The office has fully transitioned to receiving and processing applications electronically and it’s planning updates to its permitting software that could replace or supplement the current Energov system, which some observers have deemed ineffective.
Vonck said Safebuilt is assessing the city’s plan review process, including the software. He said city staff is now vetting systems to see what could be used and hopes to make a selection later this year or early next year.
“If you can’t apply for a permit from your smartphone, then it’s not a software we should have,” Vonck said. “I will say in the research that’s out there, most communities, everyone is equally dissatisfied with their software.”
Councilmembers lauded the presenters for their efforts, including Andreas Addison, the First District representative whose own frustrations with delays in permitting a gym he later opened put him at the center of the story.
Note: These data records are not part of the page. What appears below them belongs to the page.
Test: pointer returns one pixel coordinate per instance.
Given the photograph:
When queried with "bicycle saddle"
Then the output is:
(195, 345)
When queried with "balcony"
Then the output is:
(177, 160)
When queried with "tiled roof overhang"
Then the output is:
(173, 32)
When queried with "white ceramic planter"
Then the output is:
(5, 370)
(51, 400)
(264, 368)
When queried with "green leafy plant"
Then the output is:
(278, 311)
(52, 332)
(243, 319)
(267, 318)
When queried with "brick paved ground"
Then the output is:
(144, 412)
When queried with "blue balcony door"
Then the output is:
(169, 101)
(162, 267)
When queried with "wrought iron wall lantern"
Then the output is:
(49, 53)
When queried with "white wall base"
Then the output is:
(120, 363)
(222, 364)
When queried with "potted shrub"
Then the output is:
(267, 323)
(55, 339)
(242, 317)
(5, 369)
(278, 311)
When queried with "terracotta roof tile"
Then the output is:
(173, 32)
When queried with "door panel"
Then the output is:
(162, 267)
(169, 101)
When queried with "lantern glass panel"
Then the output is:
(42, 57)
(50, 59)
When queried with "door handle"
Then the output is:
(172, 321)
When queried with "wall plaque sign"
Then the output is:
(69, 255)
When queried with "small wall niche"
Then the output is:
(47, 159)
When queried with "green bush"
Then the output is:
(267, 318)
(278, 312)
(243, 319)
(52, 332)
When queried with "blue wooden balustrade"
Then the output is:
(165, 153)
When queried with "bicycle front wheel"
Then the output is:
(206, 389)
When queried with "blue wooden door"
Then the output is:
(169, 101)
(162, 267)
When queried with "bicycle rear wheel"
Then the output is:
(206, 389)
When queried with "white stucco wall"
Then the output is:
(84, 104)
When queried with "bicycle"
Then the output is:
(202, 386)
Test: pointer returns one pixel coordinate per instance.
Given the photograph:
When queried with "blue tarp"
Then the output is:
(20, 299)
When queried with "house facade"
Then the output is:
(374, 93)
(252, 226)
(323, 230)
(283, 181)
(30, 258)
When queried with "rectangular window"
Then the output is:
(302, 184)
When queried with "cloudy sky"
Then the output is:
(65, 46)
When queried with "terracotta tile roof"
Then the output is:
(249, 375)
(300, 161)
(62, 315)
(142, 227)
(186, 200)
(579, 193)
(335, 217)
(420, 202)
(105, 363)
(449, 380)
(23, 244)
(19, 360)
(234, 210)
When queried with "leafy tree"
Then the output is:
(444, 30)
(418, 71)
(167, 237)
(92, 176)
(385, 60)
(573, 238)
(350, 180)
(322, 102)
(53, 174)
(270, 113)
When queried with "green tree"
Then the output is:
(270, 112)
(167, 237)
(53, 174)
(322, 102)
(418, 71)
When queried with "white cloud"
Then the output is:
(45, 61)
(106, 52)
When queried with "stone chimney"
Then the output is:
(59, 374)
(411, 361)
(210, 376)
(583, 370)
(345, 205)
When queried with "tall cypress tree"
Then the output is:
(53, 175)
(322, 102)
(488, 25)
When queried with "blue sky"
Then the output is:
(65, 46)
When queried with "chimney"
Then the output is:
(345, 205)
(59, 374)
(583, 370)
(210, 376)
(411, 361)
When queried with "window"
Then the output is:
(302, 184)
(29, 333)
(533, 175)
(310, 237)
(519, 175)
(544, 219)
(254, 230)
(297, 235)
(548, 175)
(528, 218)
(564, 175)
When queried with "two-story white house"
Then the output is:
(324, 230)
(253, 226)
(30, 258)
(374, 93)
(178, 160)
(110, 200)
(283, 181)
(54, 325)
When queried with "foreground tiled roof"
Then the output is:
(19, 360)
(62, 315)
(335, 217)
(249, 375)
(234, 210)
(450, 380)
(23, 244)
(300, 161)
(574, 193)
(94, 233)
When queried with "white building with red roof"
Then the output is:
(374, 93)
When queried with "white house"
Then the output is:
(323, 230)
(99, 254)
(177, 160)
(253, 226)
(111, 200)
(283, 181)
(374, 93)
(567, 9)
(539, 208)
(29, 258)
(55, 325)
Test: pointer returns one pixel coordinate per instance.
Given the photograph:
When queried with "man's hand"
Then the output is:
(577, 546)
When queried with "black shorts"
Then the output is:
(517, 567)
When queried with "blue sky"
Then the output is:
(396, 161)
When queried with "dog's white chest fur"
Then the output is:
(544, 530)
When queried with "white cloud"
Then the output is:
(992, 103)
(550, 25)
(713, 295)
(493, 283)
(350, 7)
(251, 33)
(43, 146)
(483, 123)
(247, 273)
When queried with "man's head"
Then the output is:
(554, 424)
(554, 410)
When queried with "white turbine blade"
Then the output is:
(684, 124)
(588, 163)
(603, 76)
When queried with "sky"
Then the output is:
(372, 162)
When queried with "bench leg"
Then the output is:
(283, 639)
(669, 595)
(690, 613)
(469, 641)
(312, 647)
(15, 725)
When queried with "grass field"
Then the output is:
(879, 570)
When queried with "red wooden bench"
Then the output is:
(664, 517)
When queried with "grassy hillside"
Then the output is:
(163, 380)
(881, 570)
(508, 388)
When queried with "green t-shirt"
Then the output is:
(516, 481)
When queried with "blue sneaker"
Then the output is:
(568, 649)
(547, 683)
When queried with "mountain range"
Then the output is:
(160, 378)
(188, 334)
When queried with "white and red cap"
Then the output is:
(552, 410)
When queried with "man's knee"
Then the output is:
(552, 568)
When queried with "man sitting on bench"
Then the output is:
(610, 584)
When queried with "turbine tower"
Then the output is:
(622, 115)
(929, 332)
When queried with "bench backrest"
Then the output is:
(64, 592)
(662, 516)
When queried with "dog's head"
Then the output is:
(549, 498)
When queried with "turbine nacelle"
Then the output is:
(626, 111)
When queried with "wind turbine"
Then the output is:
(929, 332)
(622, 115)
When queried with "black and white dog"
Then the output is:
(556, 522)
“As a representative on this board, I think we are eager to be partners and support whatever you need to continue this investment, to improve this operation to make ourselves open to business,” Addison said.
“We always hear how it works across the lines of our boundaries, north and south in the counties, and I just think there is a lot of people that would be very excited for us to be an easier partner to invest in,” he said. “It’s on us to make sure we do this together. I know we have good people, and I look forward to seeing how we can move this forward.”
Vonck said changes over the past year have been based in part on feedback from members of the Home Building Association of Richmond (HBAR), Richmond Association of Realtors and PRO Central VA, as well as conversations with colleagues in Henrico and Chesterfield counties.
On Tuesday, Elizabeth Greenfield, HBAR’s vice president of government affairs, said the group “has seen initial progress in reducing delays for issuing permits and plan reviews.”
In an email, Greenfield said, “David Alley and Kevin Vonck have been responsive to the calls for improvement from HBAR’s members. We appreciate their efforts to reduce the backlogs.”